Are compact fluorescent light-bulbs (CFLs) really as eco-friendly as advertised? There remain plenty of people who are still sceptical of those claims, but new...

Are compact fluorescent light-bulbs (CFLs) really as eco-friendly as advertised? There remain plenty of people who are still sceptical of those claims, but new research from Switzerland indicates that — when the complete environmental impact picture is considered — CFLs really are the way to go.

Scientists at the Swiss Federal Laboratories for Materials Science and Technology (EMPA) completed life-cycle analyses for four different types of lamps: the classical incandescent bulb, halogen lamps, fluorescent tubes and CFLs. They concluded that, after taking into account everything from manufacturing processes to electrical power sources to disposal methods, compact fluorescents come out the clear winner.

That finding helps bolster the case for efforts across Europe to ban and phase out the sale and import of low-efficiency incandescent light bulbs, more accurately known as tungsten filament bulbs. As of Sept. 1, 2009, new EU rules require a gradual phaseout of such conventional light bulbs; after Sept. 1, 2012, the sale of all types of such bulbs will be prohibited.

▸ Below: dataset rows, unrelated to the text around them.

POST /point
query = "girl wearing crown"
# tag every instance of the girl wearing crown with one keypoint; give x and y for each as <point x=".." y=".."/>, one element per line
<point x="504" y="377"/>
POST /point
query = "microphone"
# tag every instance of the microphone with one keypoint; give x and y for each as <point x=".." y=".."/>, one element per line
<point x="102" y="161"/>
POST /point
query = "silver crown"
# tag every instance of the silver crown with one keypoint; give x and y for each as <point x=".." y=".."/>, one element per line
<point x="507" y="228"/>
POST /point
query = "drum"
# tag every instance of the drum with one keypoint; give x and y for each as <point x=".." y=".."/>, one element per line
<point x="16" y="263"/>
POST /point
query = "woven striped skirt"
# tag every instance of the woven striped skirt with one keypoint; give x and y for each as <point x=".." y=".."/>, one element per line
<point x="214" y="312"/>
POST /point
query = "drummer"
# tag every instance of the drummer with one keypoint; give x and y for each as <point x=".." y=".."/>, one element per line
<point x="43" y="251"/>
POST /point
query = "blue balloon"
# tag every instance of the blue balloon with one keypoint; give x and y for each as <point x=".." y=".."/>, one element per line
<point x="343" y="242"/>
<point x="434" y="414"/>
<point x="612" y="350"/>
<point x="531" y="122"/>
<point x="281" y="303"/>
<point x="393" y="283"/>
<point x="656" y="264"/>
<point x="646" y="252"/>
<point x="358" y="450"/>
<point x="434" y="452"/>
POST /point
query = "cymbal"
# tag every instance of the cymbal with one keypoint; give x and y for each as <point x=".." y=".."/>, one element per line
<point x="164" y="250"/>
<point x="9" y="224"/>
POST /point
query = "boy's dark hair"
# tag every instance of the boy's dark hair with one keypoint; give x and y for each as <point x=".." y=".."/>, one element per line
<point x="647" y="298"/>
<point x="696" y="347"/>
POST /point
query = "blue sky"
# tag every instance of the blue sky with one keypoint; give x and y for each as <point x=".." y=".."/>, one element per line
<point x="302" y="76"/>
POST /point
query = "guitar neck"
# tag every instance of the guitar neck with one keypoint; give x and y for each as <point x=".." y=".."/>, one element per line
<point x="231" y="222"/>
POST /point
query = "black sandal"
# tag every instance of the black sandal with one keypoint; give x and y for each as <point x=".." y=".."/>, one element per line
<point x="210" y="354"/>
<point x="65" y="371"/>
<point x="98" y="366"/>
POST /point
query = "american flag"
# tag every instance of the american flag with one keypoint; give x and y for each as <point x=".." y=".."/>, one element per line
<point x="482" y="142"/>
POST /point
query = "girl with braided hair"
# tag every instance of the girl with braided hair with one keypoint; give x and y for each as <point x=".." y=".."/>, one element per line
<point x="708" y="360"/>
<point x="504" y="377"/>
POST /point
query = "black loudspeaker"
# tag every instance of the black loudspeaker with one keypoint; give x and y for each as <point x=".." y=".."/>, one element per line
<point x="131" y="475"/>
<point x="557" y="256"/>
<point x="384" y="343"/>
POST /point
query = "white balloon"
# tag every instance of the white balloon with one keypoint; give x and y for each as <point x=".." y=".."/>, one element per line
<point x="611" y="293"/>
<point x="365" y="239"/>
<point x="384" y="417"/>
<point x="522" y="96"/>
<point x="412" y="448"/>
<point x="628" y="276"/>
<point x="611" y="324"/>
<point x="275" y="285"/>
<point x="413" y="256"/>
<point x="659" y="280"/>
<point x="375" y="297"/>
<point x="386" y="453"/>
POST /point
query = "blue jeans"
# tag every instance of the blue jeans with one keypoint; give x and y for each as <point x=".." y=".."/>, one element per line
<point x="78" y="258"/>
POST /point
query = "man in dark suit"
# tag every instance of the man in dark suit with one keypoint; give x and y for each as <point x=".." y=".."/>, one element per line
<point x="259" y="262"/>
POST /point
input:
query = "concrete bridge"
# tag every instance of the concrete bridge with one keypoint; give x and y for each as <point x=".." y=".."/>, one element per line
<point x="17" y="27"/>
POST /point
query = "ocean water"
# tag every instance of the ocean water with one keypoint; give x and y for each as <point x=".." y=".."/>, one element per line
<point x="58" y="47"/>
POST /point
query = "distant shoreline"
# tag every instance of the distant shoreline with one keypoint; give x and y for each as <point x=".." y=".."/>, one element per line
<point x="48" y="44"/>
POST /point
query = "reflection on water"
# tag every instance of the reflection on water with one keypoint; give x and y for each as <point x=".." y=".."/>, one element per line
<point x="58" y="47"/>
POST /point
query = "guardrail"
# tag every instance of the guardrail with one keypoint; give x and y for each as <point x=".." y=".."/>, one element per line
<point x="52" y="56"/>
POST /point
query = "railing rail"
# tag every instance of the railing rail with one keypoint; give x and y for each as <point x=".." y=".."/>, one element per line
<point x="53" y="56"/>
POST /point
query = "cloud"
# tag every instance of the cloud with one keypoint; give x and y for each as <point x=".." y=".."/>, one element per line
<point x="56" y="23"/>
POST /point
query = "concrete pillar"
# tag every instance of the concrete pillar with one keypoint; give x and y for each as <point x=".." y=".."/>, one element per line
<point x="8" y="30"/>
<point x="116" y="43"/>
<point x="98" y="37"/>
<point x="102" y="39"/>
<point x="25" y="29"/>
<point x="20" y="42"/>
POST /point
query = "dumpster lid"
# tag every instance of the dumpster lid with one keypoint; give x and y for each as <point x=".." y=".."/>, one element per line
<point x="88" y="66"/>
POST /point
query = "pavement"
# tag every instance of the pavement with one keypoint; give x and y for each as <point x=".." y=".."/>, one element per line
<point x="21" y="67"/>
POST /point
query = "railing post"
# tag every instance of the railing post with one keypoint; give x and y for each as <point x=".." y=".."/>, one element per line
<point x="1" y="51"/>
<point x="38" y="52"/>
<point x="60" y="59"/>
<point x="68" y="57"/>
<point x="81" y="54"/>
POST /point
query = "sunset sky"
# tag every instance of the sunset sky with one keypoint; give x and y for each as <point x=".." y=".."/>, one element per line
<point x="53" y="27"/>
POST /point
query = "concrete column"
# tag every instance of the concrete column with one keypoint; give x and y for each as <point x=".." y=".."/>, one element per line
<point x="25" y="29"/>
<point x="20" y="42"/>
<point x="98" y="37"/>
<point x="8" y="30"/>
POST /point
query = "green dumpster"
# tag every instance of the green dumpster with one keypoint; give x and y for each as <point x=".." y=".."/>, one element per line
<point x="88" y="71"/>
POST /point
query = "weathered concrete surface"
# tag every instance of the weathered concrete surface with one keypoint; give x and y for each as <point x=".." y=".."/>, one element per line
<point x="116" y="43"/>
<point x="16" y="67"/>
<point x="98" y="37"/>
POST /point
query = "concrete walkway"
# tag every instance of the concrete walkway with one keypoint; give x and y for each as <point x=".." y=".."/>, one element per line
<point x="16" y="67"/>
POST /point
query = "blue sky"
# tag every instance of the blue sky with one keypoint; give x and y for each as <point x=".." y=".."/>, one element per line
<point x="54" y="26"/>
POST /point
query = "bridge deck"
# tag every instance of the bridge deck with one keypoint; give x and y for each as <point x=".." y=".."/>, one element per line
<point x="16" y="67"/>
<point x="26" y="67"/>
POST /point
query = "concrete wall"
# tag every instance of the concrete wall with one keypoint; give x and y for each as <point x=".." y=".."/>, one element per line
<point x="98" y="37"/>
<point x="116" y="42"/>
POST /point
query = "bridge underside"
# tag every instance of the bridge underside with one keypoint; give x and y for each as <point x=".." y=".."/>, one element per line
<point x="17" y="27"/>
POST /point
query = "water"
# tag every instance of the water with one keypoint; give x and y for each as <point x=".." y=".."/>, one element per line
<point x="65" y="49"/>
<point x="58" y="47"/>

The measure has met with some resistance, in part from opponents who point out that CFLs contain environmentally harmful mercury.

However, EMPA researchers Roland Hischier, Tobias Welz und Lorenz Hilty found that the impact of CFL mercury on the environment, even if the bulbs are incinerated rather than recycled, is minimal compared to the pollution caused by coal-burning power plants.

Depending on whether it burns brown coal or anthracite, a power station emits some 0.042 to 0.045 milligrams of mercury for every kilowatt-hour of energy it produces. Therefore, a plant generating 1,000 megawatts of power releases 42 to 45 grams of mercury into the atmosphere every hour. By comparison, since 2005, CFLs sold in Europe may contain a maximum of only 5 milligrams of mercury. That means a coal-fired power station emits the same amount of mercury every hour as is contained in 8,400 to 9,000 energy CFLs.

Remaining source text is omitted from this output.